Ford Aquitaine Industries : un baisser de rideau au goût amer

L’histoire de Ford Aquitaine Industries (FAI) est arrivée au bout de son script. Pour autant le site industriel de FAI n’a pas encore dit son dernier mot. L’usine va être rasée mais le terrain devrait être remis en état d’ici 2024 par Ford. En attendant les collectivités vont acquérir 13 hectares de terrain contigus à l’usine FAI d’ici début 2020.
Jim Hackett PDG de Ford Motor Company
Jim Hackett PDG de Ford Motor Company (Crédits : DR-Ford Motor Company)

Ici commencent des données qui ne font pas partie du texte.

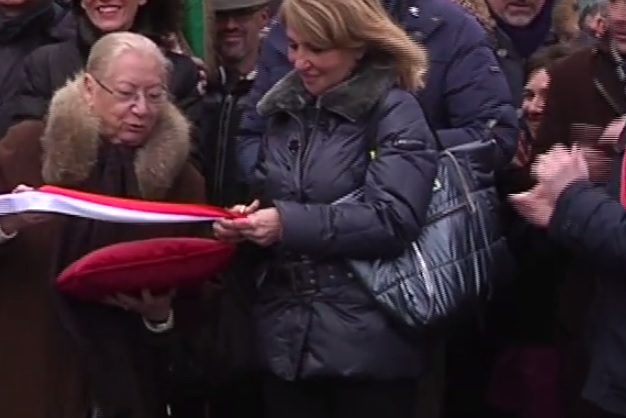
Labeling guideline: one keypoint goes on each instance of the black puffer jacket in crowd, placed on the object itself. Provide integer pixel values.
(49, 68)
(47, 24)
(314, 319)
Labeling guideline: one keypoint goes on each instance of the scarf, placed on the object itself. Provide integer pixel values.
(105, 338)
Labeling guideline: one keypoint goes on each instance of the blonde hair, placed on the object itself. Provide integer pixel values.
(108, 48)
(343, 24)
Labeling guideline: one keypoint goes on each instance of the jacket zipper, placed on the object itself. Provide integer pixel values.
(606, 96)
(222, 146)
(304, 150)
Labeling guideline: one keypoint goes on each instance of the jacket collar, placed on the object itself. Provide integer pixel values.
(350, 99)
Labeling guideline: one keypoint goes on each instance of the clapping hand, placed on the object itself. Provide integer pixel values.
(554, 171)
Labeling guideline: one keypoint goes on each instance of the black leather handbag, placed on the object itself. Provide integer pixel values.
(461, 252)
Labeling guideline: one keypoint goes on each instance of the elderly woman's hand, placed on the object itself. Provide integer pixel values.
(12, 224)
(154, 308)
(262, 227)
(227, 230)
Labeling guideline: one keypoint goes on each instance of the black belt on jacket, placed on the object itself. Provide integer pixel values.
(304, 276)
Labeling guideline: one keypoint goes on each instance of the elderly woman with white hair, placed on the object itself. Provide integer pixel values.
(111, 130)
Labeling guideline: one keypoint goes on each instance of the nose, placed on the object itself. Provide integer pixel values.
(535, 107)
(301, 64)
(231, 23)
(140, 105)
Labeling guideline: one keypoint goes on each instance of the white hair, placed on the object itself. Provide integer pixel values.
(108, 48)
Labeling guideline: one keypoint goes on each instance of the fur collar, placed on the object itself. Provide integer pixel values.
(71, 140)
(350, 99)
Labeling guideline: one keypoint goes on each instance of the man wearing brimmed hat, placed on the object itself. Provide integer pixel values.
(238, 25)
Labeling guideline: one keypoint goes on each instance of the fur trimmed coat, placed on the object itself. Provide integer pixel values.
(39, 376)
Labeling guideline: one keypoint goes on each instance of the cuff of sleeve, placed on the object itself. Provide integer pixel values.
(299, 230)
(160, 328)
(4, 237)
(561, 226)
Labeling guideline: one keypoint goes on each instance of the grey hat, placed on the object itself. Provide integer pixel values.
(228, 5)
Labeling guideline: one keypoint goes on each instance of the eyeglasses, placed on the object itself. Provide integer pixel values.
(155, 95)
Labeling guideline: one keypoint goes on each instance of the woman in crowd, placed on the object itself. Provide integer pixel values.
(589, 221)
(327, 349)
(49, 67)
(111, 130)
(534, 96)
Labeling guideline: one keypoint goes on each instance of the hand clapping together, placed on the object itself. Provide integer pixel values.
(554, 172)
(261, 226)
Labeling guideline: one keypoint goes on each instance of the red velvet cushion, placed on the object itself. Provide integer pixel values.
(157, 264)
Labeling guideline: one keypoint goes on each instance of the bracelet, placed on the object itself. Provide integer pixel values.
(4, 237)
(160, 327)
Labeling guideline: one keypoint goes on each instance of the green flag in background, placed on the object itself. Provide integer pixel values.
(194, 27)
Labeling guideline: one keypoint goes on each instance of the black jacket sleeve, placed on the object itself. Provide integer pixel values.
(592, 224)
(36, 90)
(397, 192)
(185, 84)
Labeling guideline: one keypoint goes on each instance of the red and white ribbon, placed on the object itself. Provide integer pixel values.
(53, 199)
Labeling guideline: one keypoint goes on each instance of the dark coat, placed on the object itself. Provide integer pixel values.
(466, 97)
(592, 225)
(46, 26)
(50, 67)
(40, 376)
(591, 95)
(222, 116)
(314, 318)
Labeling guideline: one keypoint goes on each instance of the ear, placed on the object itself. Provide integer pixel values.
(89, 90)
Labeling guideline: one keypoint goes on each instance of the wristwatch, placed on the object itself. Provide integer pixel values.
(160, 327)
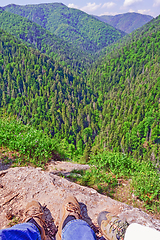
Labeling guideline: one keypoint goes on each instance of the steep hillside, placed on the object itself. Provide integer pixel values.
(88, 110)
(72, 25)
(37, 37)
(127, 22)
(109, 118)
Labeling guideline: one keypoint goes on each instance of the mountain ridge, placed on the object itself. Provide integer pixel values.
(127, 22)
(70, 21)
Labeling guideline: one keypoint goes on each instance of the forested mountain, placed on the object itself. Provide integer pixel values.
(116, 107)
(37, 37)
(127, 22)
(72, 25)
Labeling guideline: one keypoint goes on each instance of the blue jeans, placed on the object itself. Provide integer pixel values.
(75, 229)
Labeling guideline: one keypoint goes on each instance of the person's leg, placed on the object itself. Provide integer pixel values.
(24, 231)
(78, 230)
(71, 225)
(31, 229)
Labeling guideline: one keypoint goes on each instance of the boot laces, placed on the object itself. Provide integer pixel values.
(33, 212)
(70, 207)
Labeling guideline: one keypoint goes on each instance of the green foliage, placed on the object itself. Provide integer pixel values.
(39, 38)
(72, 25)
(114, 107)
(108, 167)
(126, 22)
(37, 146)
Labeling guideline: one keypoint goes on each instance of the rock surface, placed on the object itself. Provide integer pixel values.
(20, 185)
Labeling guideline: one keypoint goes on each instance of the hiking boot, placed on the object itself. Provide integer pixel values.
(112, 227)
(34, 214)
(70, 210)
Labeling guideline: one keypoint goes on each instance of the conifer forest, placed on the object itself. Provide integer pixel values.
(84, 91)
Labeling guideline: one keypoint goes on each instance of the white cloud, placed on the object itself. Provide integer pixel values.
(72, 5)
(130, 2)
(91, 7)
(109, 5)
(156, 3)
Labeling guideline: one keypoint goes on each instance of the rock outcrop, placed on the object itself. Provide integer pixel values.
(20, 185)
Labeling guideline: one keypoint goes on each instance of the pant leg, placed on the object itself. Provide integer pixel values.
(24, 231)
(78, 230)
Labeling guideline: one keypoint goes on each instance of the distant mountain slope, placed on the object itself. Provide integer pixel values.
(40, 38)
(127, 22)
(72, 25)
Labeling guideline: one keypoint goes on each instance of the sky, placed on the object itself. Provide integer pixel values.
(101, 7)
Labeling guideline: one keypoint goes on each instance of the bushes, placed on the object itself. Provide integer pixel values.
(108, 167)
(28, 141)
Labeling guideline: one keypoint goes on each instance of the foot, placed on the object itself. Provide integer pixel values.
(34, 214)
(70, 210)
(112, 227)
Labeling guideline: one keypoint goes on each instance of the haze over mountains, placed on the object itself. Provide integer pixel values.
(127, 22)
(90, 87)
(72, 25)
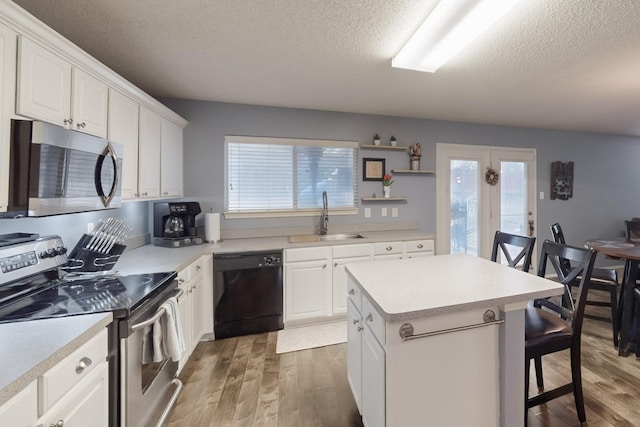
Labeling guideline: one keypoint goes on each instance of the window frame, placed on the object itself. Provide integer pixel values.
(293, 212)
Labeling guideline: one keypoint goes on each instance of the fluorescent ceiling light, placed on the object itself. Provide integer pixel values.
(451, 25)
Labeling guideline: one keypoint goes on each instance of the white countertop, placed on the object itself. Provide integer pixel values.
(29, 349)
(409, 289)
(153, 259)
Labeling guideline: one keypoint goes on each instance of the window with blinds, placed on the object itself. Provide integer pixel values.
(283, 175)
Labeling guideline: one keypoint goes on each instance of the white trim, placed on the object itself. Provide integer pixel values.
(288, 213)
(300, 142)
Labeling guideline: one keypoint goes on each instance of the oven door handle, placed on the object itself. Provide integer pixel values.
(158, 314)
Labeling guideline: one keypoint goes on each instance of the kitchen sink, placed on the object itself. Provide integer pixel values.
(307, 238)
(340, 236)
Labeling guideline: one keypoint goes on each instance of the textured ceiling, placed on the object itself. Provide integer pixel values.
(555, 64)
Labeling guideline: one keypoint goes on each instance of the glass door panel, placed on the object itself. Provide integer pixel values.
(463, 199)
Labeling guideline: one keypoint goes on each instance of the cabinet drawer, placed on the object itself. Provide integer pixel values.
(350, 251)
(67, 373)
(419, 246)
(195, 268)
(371, 317)
(354, 294)
(388, 248)
(307, 254)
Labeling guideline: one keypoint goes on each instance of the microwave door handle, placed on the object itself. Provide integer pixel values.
(109, 151)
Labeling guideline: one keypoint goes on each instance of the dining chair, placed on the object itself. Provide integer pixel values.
(513, 248)
(602, 279)
(555, 327)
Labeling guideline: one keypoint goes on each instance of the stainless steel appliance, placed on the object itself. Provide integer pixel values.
(247, 289)
(56, 171)
(174, 224)
(32, 288)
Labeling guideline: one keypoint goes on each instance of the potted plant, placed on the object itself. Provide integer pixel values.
(387, 180)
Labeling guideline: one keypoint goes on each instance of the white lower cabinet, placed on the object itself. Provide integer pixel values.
(22, 409)
(74, 392)
(196, 308)
(307, 286)
(422, 381)
(86, 405)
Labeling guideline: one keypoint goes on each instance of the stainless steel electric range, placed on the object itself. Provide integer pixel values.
(32, 287)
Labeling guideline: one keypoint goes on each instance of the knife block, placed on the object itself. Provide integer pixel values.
(82, 259)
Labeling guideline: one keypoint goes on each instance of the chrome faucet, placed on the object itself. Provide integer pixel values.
(325, 214)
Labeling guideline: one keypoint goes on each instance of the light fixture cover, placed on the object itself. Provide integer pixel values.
(451, 26)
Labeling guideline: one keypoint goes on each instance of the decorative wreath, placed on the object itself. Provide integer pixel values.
(491, 176)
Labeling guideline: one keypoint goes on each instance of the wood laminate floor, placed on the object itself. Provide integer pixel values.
(242, 382)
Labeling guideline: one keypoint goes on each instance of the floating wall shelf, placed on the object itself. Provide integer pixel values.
(409, 172)
(383, 147)
(384, 199)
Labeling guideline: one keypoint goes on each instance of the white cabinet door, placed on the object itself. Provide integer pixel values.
(171, 160)
(149, 151)
(373, 406)
(44, 84)
(418, 248)
(7, 106)
(86, 405)
(197, 318)
(340, 282)
(307, 285)
(22, 409)
(184, 305)
(207, 293)
(354, 352)
(123, 129)
(89, 104)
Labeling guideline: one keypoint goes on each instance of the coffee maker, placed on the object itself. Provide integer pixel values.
(174, 224)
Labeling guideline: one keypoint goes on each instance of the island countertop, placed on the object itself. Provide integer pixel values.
(408, 289)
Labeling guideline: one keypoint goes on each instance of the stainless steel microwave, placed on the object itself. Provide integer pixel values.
(54, 171)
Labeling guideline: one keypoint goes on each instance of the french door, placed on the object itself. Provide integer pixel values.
(480, 190)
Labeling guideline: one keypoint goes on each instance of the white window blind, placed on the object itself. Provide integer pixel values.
(288, 175)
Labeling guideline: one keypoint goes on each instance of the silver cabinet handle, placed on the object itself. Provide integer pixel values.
(83, 364)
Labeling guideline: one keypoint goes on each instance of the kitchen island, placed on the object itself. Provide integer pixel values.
(439, 340)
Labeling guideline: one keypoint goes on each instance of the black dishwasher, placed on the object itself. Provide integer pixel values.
(247, 293)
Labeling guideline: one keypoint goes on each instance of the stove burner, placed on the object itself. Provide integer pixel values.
(110, 285)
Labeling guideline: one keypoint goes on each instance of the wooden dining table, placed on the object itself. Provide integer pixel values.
(629, 251)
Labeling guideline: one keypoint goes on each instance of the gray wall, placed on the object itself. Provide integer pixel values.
(606, 175)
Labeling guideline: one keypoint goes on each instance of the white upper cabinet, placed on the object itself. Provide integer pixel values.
(47, 84)
(171, 160)
(44, 84)
(89, 106)
(7, 89)
(123, 128)
(149, 152)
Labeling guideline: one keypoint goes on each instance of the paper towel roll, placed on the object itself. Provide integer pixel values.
(212, 227)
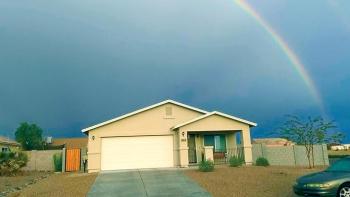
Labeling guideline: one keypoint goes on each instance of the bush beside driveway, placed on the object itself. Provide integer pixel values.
(249, 181)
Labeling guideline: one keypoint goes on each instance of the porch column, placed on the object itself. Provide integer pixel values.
(247, 146)
(183, 148)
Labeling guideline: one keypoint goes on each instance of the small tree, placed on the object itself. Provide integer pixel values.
(307, 133)
(29, 136)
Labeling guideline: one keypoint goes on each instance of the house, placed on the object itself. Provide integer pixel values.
(7, 144)
(273, 142)
(166, 134)
(70, 143)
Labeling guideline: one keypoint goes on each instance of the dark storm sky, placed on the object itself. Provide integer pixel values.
(66, 65)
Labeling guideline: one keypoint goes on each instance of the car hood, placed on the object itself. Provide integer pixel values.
(322, 177)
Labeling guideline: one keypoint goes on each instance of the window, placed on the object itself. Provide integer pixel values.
(217, 141)
(168, 111)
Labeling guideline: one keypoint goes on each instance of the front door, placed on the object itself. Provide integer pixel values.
(192, 156)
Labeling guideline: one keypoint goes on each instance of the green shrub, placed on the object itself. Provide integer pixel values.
(12, 162)
(206, 166)
(261, 161)
(236, 161)
(57, 160)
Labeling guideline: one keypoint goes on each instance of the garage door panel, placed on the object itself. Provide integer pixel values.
(137, 152)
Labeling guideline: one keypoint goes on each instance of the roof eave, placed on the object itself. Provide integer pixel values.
(142, 110)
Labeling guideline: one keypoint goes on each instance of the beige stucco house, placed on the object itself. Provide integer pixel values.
(7, 144)
(167, 134)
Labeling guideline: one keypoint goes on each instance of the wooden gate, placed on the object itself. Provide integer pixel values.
(72, 160)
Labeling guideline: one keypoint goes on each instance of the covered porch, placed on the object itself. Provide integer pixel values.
(222, 144)
(214, 136)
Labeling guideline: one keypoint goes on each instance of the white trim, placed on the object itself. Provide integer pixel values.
(216, 113)
(142, 110)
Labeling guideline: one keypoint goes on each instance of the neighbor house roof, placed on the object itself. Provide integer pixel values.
(215, 113)
(7, 141)
(273, 141)
(70, 142)
(142, 110)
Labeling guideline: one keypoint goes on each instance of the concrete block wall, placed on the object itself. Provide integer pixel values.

Après l'arrêt de la production, le 24 juillet dernier, l'usine Ford Aquitaine Industries (FAI), à Blanquefort (Gironde/Bordeaux Métropole), qui était spécialisée depuis sa création en 1971 (elle a été inaugurée en 1973) dans la production de boîtes de vitesses automatiques a comme prévu officiellement fermé ses portes le 30 septembre. Le dossier de la reconversion de ce site industriel qui employait 849 salariés au cours de ces derniers mois reste cependant ouvert. Lancé au ministère de l'Economie et des Finances lors de la réunion du 20 mars 2019 le groupe de travail chargé de plancher sur la réindustrialisation a vu le jour dans la foulée. Il s'est réuni la dernière fois le vendredi 27 septembre, le jour même où Bordeaux Métropole a donné son feu vert au protocole d'accord, qui a d'abord été proposé par le groupe Ford Motor Company au gouvernement français et plus précisément au ministère de l'Industrie et des Finances, piloté par Bruno Le Maire.

"Nous n'avons jamais été associés aux négociations avec Ford, l'Etat n'en avait aucune envie et voulait gérer ce dossier lui-même. Peut-être que si les collectivités avaient été associées nous aurions pu décrocher de petits avantages supplémentaires, mais ce n'est pas sûr... Et dans tous les cas cela n'aurait pas empêché le groupe Ford de fermer son usine de Blanquefort" est convaincu Francis Wilsius.

L'ancien leader ouvrier (CFTC) du mouvement de lutte contre la fermeture de Ford Aquitaine Industries (FAI) en 2008-2009 est aujourd'hui devenu conseiller régional (PRG) de Nouvelle-Aquitaine, délégué à la restructuration économique et sécurisation des parcours professionnels associés.

Des bleus à l'âme à Bordeaux Métropole

Avec Bordeaux Métropole, le Conseil départemental de la Gironde et la ville de Blanquefort (Gironde/Bordeaux Métropole), le Conseil régional de Nouvelle-Aquitaine fait partie des collectivités concernées pas la signature du protocole d'accord avec Ford, puisque ces dernières ont toutes financièrement participé au plan de relance de l'usine signé en mai 2013 avec l'Etat et le constructeur automobile américain (après le retour de Ford dans l'usine en 2011). Dans le protocole en cours de signature Ford débloque une aide de 18 M€ pour les collectivités, dont 4 M€ qui vont servir à acquérir les 13 hectares de terrain situés entre l'usine et la gare de Blanquefort que le constructeur automobile cède aux collectivités.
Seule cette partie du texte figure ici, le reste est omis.